Defense Minister Grete Faremo told the Norwegian Parliament on Monday that if NATO continues its UN-backed military intervention in Libya beyond its initial three-month commitment period, Norway’s involvement would be “different and less comprehensive” than its current contribution.
Norway was quick to support the UN Security Council’s decision in March to try to protect Libyan civilians by providing air cover for forces opposing Libyan strongman Moammar Gadhafi. Norway sent six F-16 fighter jets and support personnel to join the assault, initially putting them under US command on March 23 until NATO took over the operation.
Since then, the Norwegian jets have been involved in numerous bombing raids, also reportedly in recent attacks on Gadhafi’s headquarters. Faremo confirmed on Monday that the Norwegian jets have participated in 315 attacks on Libyan targets and have dropped 289 bombs.
The three-month NATO operation is due to expire on June 24, though, and now Faremo seems keen to scale it down if not pull out Norway’s jets entirely. “There is no military solution to the situation in Libya,” she said. “It must be solved politically.”
She said she expects that NATO’s operation will eventually enter a new phase where the need for fighter jets in air-to-ground attacks will be lower than it is today. “The government will get back to the Parliament with further plans for the Norwegian contribution well before the expiration of the three-month period,” she said.

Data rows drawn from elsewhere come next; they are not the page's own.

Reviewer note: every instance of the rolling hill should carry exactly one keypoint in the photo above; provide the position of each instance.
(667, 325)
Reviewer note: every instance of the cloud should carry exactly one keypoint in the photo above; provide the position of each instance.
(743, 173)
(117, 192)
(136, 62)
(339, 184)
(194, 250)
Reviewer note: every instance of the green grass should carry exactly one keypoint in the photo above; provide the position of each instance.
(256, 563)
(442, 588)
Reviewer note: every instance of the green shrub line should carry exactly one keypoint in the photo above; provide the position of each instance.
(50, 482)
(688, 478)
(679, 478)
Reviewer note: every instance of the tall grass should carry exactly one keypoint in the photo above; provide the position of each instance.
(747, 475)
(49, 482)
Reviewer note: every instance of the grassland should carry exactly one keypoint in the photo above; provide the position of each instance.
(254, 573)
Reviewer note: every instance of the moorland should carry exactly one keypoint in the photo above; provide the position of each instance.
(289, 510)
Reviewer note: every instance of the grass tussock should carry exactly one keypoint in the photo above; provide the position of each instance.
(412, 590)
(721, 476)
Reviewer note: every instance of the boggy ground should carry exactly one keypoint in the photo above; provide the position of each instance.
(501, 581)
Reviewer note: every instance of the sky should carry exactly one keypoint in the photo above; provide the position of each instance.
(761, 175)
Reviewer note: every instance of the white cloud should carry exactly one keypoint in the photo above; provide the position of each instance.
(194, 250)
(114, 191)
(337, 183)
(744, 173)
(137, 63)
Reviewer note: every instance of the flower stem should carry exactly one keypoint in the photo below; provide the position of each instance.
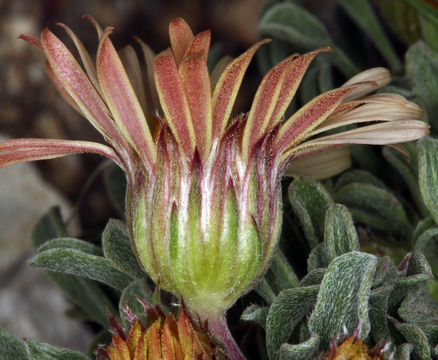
(219, 329)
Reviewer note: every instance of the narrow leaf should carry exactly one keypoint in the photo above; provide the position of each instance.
(363, 14)
(304, 351)
(310, 201)
(343, 297)
(285, 313)
(70, 261)
(117, 249)
(428, 174)
(340, 235)
(39, 350)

Faremo, who hails from the Labour Party, claimed there was “good and close dialogue” between Norwegian authorities and NATO officials but she admitted to Norwegian Broadcasting (NRK) that she hadn’t given any clear signals to NATO of the intended reduction.
Norway’s political parties, both those in the government coalition and in opposition, have generally supported the military contribution to the Libyan operation, but some critical members of the Socialist Left party (SV) have expressed new reservations, as recently as this past weekend. Asked whether the intention to reduce or even withdraw Norway’s fighter jets was an attempt to appease her government partner SV, Faremo stressed that the coalition parties still support the overall operation but that it was costly and likely to take on a new form anyway.
She added that Norway had all reason to be proud of its performance in the Libyan operation. Costs are estimated to have amounted to NOK 261 million (about USD 50 million) so far.